# This is the notebook for optimizing the model for categorizing our Lego bricks. Categories will be defined by Tom Alphin's Lego Brick Labels (v39).

In [1]:
#Import packages
import os  
os.environ['TF_CPP_MIN_LOG_LEVEL'] = '2'

import math
import random
import shutil

import numpy as np
import pandas as pd
import matplotlib.pyplot as plt
import seaborn as sn
import inspect
from tqdm import tqdm

import tensorflow as tf
from tensorflow import keras
from tensorflow.keras import layers

2023-02-14 15:05:36.244954: E tensorflow/stream_executor/cuda/cuda_blas.cc:2981] Unable to register cuBLAS factory: Attempting to register factory for plugin cuBLAS when one has already been registered


In [2]:
print(tf.reduce_sum(tf.random.normal([1000, 1000])))
print(tf.config.list_physical_devices('GPU'))

tf.Tensor(617.16956, shape=(), dtype=float32)
[PhysicalDevice(name='/physical_device:GPU:0', device_type='GPU')]

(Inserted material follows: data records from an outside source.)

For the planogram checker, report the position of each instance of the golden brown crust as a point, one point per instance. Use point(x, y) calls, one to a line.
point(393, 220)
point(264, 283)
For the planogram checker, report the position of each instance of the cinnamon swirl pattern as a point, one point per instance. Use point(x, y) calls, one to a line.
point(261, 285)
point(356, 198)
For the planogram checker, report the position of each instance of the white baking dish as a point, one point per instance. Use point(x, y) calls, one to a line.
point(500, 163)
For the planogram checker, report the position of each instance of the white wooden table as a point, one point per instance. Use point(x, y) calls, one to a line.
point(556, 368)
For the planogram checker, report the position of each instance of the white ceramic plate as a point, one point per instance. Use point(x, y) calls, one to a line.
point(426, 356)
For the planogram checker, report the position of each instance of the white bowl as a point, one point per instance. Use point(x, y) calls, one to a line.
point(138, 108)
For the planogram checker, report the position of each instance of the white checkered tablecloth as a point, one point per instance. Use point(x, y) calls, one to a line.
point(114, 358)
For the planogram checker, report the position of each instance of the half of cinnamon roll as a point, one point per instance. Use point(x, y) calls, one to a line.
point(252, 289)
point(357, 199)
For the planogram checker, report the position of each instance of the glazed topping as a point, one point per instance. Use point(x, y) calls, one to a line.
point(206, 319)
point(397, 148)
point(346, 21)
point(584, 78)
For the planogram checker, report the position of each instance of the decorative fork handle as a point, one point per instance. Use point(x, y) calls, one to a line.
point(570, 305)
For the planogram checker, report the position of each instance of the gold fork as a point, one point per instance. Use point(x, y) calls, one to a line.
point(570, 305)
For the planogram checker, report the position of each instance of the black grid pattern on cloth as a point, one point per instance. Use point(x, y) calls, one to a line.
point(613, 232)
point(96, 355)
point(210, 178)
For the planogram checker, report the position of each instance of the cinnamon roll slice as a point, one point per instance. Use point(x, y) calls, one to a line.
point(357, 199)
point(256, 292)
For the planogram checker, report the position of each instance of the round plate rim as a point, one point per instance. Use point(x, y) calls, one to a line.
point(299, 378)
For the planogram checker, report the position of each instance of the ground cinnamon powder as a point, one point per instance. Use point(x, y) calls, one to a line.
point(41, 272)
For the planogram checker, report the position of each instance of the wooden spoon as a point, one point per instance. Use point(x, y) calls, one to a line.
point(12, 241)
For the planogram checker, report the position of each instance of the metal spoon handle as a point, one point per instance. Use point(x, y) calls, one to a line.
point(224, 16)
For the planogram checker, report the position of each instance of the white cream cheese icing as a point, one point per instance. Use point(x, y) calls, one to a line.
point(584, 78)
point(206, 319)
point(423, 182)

# Comparing Transfer Learning Models

We will be using transfer learning techniques on Keras pre-trained models to create our categorization model. We will first need to test out all of the different Keras Applications and discover which one will best work for our needs.



**Training Dataset:**

We will be using the 447 class training data set referenced in this paper:https://www.iccs-meeting.org/archive/iccs2022/papers/133520608.pdf

**Testing:**

We will be selecting 20 random classes of Lego brick to train our models on. Models will then be compared with each other to determine what will best work for our purposes

**Data Augmentation:**

In order to save time for finding an optimal model, no data augmentation other than resizing our images (without preserving aspect ratio) to match the input of the models will be utilized.

In [3]:
# Create a dictionary of models we will test
model_dict = {}
model_dict["VGG16"] = tf.keras.applications.VGG16
model_dict["VGG19"] = tf.keras.applications.VGG19
model_dict["ResNet101V2"] = tf.keras.applications.ResNet101V2
# model_dict["ResNet152"] = tf.keras.applications.ResNet152
model_dict["ResNet152V2"] = tf.keras.applications.ResNet152V2
model_dict["ResNet50"] = tf.keras.applications.ResNet50
model_dict["ResNet50V2"] = tf.keras.applications.ResNet50V2
model_dict["InceptionResNetV2"] = tf.keras.applications.InceptionResNetV2
model_dict["InceptionV3"] = tf.keras.applications.InceptionV3
model_dict["MobileNet"] = tf.keras.applications.MobileNet
model_dict["MobileNetV2"] = tf.keras.applications.MobileNetV2
# model_dict["MobileNetV3"] = tf.keras.applications.MobileNetV3 <- weird exceptions
model_dict["Xception"] = tf.keras.applications.Xception
model_dict["DenseNet121"] = tf.keras.applications.DenseNet121
model_dict["DenseNet169"] = tf.keras.applications.DenseNet169
model_dict["DenseNet201"] = tf.keras.applications.DenseNet201
model_dict["EfficientNetV2S"] = tf.keras.applications.EfficientNetV2S
model_dict["EfficientNetV2M"] = tf.keras.applications.EfficientNetV2M
model_dict["EfficientNetV2L"] = tf.keras.applications.EfficientNetV2L




In [4]:
# Load in our preprocessed models into a dictionary
preprocessed_models = {}
for model_name, model in tqdm(model_dict.items()):
    print("Processing: " + model_name)
    preprocessed_models[model_name] = model(include_top=False)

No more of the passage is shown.